PostgreSQL supports hstore to store data such as KEY-> VALUE, which is also similar to ARRAY or JSON. To use this type of data efficiently, you must use efficient indexes. Let's take a look at the performance of two different types of indexes for the same retrieval request.
Suppose we have an original table with a BTREE index based on the str1 field.
t_girl=# \d status_check; Table "ytt.status_check" Column | Type | Modifiers --------+-----------------------+----------- is_yes | boolean | not null str1 | character varying(20) | not null str2 | character varying(20) | not nullIndexes: "index_status_check_str1" btree (str1)

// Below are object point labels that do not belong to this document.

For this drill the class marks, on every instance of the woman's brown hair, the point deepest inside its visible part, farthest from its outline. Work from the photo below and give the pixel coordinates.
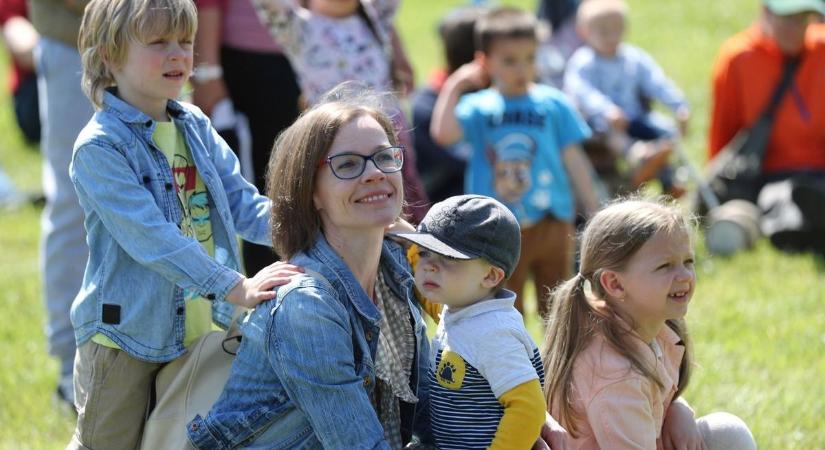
(608, 242)
(297, 153)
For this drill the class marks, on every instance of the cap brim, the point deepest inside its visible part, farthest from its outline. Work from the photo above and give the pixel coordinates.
(430, 242)
(789, 7)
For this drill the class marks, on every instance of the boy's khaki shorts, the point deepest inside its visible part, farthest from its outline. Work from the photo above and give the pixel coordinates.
(112, 395)
(547, 255)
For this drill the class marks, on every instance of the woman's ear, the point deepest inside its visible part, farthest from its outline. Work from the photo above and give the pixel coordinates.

There are 10 million records. The data is roughly as follows,
t_girl=# select * from status_check limit 2; is_yes | str1 | str2 --------+------+---------------------- f | 0 | cfcd208495d565ef66e7 t | 1 | c4ca4238a0b923820dcc(2 rows)Time: 0.617 mst_girl=#
Stores the status_check_hstore table structure of the hstore type. There is a GIST index based on the str1_str2 field.
Table "ytt.status_check_hstore" Column | Type | Modifiers -----------+---------+----------- is_yes | boolean | str1_str2 | hstore | Indexes: "idx_str_str2_gist" gist (str1_str2)
t_girl=# select * from status_check_hstore limit 2; is_yes | str1_str2 --------+----------------------------- f | "0"=>"cfcd208495d565ef66e7" t | "1"=>"c4ca4238a0b923820dcc"(2 rows)Time: 39.874 ms
Next we will get the same results as the original table query, of course, the original table query is very efficient. The table statements and results are as follows,
t_girl=# select * from status_check where str1 in ('10','23','33'); is_yes | str1 | str2 --------+------+---------------------- t | 10 | d3d9446802a44259755d t | 23 | 37693cfc748049e45d87 f | 33 | 182be0c5cdcd5072bb18(3 rows)Time: 0.690 ms
The preceding statement takes less than 1 ms.
Next we will query the hstore table,
t_girl=# select is_yes,skeys(str1_str2),svals(str1_str2) from status_check_hstore where str1_str2 ?| array['10','23','33']; is_yes | skeys | svals --------+-------+---------------------- t | 10 | d3d9446802a44259755d t | 23 | 37693cfc748049e45d87 f | 33 | 182be0c5cdcd5072bb18(3 rows)Time: 40.256 ms
My days are dozens of times slower than the query of the original table.
Check the query plan and scan all rows.
QUERY PLAN ----------------------------------------------------------------------------------- Bitmap Heap Scan on status_check_hstore (cost=5.06..790.12 rows=100000 width=38) Recheck Cond: (str1_str2 ?| '{10,23,33}'::text[]) -> Bitmap Index Scan on idx_str_str2_gist (cost=0.00..5.03 rows=100 width=0) Index Cond: (str1_str2 ?| '{10,23,33}'::text[])(4 rows)Time: 0.688 ms
We want to optimize this statement. If we convert this statement into the same as the original statement, can we use the BTREE index?
Next, create a function index based on B-tree,
t_girl=# create index idx_str1_str2_akeys on status_check_hstore using btree (array_to_string(akeys(str1_str2),','));CREATE INDEXTime: 394.123 ms
OK. Change the statement to execute the same search,
t_girl=# select is_yes,skeys(str1_str2),svals(str1_str2) from status_check_hstore where array_to_string(akeys(str1_str2),',') in ('10','23','33'); is_yes | skeys | svals --------+-------+---------------------- t | 10 | d3d9446802a44259755d t | 23 | 37693cfc748049e45d87 f | 33 | 182be0c5cdcd5072bb18(3 rows)Time: 0.727 ms
This is as fast as the original query.